Councilors initiated a meeting with representatives of the New Brunswick based company after receiving complaints from several residents in Sandy Point over plans to move salmon cages within Shelburne Harbour.
Concerns were relayed on noise, pollution and the effect moves could have on sailing programs and some homeowners’ property values.
Company representatives explained that moving cages is a part of a fallowing technique used to minimize pollution and to eradicate any potential diseases amongst its fish populations.
The manager of the Shelburne operation, Jeff Nickerson was accompanied by Cooke Aquacultures VP of Public Relations Nell Halse, who spoke to councilors about the history of the family company.
Halse said the company was willing to work with residents in efforts to minimize any effects its operations have in the area. “We are willing to work with people and while we are applying for changes this is the perfect time to talk,” said Halse.

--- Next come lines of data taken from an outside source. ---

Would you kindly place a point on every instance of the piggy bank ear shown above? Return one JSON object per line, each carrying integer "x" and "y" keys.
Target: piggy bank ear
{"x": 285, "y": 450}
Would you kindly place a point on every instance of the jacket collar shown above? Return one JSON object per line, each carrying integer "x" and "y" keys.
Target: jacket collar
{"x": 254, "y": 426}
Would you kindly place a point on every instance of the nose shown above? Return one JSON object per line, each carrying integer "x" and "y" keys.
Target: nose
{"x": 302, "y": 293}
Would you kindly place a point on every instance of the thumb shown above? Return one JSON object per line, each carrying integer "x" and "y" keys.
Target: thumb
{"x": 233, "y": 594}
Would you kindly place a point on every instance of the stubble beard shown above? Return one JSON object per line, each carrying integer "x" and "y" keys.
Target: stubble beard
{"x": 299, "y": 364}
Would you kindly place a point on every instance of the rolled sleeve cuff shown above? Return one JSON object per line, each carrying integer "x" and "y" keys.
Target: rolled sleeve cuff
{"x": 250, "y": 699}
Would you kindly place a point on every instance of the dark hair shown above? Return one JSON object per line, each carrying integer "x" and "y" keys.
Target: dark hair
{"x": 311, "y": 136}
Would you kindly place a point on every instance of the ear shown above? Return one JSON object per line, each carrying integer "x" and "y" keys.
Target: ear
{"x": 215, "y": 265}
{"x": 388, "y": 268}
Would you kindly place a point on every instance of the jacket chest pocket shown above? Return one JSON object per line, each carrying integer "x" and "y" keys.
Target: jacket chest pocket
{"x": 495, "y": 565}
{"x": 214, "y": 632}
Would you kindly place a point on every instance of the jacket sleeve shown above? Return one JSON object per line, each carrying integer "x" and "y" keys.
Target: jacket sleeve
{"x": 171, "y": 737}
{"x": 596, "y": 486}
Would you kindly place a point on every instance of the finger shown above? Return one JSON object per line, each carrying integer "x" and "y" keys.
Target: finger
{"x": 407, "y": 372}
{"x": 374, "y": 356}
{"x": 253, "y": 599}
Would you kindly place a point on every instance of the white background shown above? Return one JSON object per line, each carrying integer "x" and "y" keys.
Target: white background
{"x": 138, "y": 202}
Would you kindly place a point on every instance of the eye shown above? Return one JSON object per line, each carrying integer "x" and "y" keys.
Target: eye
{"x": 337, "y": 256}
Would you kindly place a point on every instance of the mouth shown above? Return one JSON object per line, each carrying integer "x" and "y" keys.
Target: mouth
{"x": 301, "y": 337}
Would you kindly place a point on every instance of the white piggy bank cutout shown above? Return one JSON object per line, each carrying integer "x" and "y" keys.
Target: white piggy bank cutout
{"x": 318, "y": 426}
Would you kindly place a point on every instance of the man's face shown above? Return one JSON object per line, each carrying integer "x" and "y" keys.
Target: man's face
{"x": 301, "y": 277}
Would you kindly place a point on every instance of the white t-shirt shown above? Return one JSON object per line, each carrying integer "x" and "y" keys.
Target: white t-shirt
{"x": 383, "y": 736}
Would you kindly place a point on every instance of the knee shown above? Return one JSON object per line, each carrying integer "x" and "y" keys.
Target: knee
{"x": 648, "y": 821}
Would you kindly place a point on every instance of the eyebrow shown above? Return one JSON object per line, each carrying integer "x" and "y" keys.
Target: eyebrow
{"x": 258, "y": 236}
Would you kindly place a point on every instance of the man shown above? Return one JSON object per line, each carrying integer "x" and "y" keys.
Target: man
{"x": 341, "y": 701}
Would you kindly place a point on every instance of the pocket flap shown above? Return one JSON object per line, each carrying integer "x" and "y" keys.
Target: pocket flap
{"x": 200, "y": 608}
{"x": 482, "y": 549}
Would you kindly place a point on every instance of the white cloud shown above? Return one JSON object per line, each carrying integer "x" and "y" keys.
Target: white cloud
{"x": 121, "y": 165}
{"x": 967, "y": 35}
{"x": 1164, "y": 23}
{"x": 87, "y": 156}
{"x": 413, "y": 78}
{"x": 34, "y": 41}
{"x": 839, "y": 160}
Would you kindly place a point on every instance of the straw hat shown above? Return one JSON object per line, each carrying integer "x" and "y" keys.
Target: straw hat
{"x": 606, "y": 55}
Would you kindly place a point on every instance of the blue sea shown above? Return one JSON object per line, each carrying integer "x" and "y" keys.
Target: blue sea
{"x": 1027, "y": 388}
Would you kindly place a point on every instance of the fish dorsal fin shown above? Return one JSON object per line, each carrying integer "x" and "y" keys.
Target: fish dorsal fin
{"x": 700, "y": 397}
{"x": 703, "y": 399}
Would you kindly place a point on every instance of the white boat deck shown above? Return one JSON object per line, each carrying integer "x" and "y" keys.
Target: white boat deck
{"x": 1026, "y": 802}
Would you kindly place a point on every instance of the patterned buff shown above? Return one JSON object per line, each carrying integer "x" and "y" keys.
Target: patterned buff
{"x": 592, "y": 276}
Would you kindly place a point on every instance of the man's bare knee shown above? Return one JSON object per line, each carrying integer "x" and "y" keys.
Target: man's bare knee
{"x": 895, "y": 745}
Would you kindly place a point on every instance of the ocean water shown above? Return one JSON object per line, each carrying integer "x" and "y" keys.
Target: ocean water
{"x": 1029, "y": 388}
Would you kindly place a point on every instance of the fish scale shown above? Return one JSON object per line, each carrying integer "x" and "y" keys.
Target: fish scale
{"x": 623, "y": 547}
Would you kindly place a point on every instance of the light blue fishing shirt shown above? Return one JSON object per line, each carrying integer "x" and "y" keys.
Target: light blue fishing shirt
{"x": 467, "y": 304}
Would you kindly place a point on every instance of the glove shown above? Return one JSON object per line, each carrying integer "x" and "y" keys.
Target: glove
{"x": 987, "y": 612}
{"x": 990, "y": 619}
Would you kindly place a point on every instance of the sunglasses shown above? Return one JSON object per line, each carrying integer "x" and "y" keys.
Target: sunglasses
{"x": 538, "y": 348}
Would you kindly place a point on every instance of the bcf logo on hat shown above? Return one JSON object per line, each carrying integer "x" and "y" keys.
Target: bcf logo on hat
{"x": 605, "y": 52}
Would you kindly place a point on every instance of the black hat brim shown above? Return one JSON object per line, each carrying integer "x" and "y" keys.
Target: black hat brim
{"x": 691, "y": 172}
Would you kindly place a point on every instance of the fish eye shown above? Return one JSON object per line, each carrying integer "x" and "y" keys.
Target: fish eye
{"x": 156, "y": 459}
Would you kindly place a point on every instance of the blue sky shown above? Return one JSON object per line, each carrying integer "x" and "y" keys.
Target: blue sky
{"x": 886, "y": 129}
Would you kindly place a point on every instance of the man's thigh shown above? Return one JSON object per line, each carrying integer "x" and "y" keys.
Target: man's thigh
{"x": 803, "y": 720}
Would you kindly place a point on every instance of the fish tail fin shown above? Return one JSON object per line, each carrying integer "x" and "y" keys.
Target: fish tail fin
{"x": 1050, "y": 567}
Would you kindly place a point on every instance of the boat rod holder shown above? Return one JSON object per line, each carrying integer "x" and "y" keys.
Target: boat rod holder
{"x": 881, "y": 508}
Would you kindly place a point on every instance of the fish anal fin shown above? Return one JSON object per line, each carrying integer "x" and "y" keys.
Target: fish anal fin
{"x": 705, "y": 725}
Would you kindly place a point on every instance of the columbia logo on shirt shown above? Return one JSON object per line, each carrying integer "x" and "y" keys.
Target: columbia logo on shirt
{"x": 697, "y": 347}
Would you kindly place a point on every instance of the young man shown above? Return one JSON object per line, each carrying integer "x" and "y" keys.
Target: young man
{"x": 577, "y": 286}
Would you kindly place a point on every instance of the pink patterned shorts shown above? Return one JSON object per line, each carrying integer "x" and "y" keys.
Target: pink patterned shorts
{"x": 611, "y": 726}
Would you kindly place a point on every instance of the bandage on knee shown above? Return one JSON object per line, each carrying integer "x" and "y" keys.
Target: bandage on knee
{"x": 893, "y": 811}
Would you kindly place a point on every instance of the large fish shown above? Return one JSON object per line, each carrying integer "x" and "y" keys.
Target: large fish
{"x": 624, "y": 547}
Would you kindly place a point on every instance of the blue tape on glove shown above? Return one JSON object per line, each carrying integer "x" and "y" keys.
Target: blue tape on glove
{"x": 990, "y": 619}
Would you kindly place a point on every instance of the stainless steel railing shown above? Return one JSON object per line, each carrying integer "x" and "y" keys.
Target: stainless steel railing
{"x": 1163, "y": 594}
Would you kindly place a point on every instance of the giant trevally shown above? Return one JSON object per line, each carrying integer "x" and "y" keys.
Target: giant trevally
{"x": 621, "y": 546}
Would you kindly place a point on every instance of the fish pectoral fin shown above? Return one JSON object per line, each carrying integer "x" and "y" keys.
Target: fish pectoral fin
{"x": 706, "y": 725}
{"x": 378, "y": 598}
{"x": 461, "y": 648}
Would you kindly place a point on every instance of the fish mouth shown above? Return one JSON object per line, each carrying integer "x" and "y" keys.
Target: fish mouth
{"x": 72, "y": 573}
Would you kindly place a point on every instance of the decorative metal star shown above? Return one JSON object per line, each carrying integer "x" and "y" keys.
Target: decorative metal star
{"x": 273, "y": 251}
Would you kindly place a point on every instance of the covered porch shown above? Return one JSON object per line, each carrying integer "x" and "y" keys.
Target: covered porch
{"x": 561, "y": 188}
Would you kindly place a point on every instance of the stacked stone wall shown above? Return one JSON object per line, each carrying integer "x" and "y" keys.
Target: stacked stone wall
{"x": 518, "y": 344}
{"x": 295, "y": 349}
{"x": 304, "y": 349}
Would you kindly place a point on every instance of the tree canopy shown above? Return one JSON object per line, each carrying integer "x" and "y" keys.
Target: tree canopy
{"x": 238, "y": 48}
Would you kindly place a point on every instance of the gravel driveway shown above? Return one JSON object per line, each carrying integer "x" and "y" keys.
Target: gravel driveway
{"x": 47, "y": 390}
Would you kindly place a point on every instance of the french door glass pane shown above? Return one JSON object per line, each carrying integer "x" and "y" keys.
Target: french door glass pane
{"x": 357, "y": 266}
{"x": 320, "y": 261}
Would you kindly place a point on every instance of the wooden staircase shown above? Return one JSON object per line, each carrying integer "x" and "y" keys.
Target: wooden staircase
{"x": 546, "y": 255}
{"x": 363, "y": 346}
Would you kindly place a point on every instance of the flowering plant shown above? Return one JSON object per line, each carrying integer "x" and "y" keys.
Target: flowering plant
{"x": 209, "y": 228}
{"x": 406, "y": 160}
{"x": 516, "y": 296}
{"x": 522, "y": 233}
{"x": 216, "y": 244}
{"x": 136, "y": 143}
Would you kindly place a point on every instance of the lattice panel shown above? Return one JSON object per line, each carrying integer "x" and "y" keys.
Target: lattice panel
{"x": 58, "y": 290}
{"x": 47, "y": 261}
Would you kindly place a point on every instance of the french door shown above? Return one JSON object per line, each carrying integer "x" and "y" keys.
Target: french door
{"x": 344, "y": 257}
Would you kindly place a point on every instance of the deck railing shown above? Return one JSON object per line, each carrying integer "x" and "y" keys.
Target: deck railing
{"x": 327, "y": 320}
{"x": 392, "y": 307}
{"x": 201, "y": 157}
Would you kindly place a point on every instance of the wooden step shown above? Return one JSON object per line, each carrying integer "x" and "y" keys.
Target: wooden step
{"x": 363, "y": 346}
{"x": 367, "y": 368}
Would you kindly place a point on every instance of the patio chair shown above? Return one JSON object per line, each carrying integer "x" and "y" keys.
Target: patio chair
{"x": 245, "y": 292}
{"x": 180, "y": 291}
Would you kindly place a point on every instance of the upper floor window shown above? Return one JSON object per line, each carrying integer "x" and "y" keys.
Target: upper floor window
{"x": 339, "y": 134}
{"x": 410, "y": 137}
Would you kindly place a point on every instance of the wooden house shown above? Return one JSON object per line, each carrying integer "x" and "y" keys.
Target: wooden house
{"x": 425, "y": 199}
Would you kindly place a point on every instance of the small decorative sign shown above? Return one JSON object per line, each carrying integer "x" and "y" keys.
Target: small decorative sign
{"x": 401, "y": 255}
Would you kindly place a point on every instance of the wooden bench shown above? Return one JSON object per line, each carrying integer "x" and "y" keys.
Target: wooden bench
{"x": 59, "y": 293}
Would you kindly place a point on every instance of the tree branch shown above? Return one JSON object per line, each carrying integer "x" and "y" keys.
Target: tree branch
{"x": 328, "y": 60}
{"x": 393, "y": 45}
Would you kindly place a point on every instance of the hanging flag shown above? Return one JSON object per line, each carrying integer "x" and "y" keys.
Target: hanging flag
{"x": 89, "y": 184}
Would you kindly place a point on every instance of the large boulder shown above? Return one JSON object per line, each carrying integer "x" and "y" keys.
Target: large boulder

Nickerson noted that fallowing is a crucial part of raising fish and helps keep the harbour bottom clean.
The company has a total of 70 cages in Shelburne Harbour and is proposing dropping that number to 58 as it fallows some sites and moves other cages.
Councilor Roger Taylor asked if the company had any interest in developing a fish processing plant to service its growing Nova Scotia sites. “To justify that we’d need to be raising 3-million fish,” he said. “Right now we’re a way aways from that.”
According to the company’s website, the business began as a small family enterprise and now has operations in New Brunswick, Prince Edward Island, Nova Scotia, Newfoundland, Maine and Chile as well as sales offices in major centers in the United States and Canada.
Through its subsidiaries, Cooke Aquaculture processes and sells more than 115 million pounds of Atlantic salmon and 35 million pounds of trout each year.